其他尋求改變食品供應(yīng)的公司包括Motif components,該公司于今年早些時(shí)候推出,獲得了9000萬(wàn)美元的投資者融資。該公司的目標(biāo)是利用微生物發(fā)酵生產(chǎn)乳制品、蛋類和肉類蛋白的替代品,并將其供應(yīng)給食品生產(chǎn)商。

Clara Foods is using a similar synthetic biology process to create egg white proteins, including a highly soluble protein that would be used in sports drinks and other beverages. That could hit the food market early next year, says Ranjan Patnaik, vice president for technology strategy and operational excellence. Another protein in the pipeline could be used as egg whites — think vegan meringue and baked goods.

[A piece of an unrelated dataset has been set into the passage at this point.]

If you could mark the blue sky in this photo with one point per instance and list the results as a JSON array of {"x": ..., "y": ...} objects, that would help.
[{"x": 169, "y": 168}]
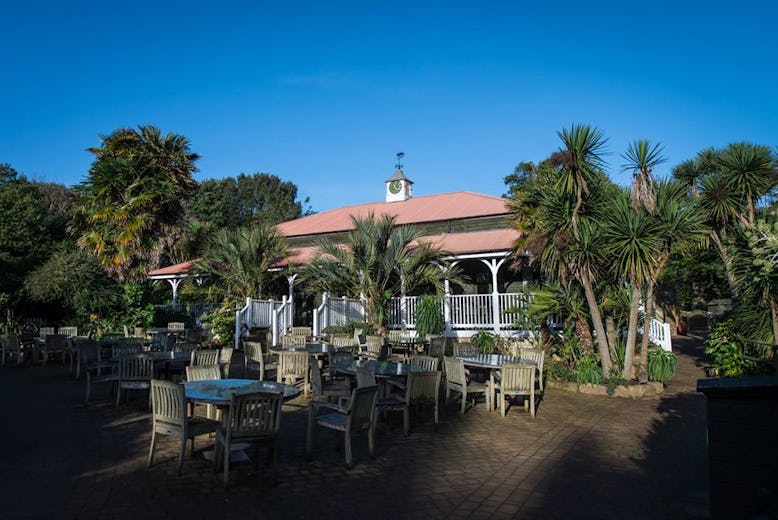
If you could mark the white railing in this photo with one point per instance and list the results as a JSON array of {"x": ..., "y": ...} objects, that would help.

克拉拉食品公司正在使用類似的合成生物學(xué)過(guò)程來(lái)制造蛋清蛋白,其中包括一種高可溶性蛋白,將用于運(yùn)動(dòng)飲料和其他飲料。該公司負(fù)責(zé)技術(shù)戰(zhàn)略和卓越運(yùn)營(yíng)的副總裁帕特奈克(Ranjan Patnaik)說(shuō),這可能會(huì)在明年初沖擊食品市場(chǎng)。另一種正在研發(fā)中的蛋白質(zhì)可以用作蛋清——想想素食蛋白酥皮和烘焙食品。

"We have made all kinds those of pound cake, meringue, other recipes" in their development lab in the San Francisco Bay Area, Patnaik says.

帕特奈克說(shuō):“我們?cè)谂f金山灣區(qū)的研發(fā)實(shí)驗(yàn)室里,制作了各種磅餅、蛋白派和其他食譜。”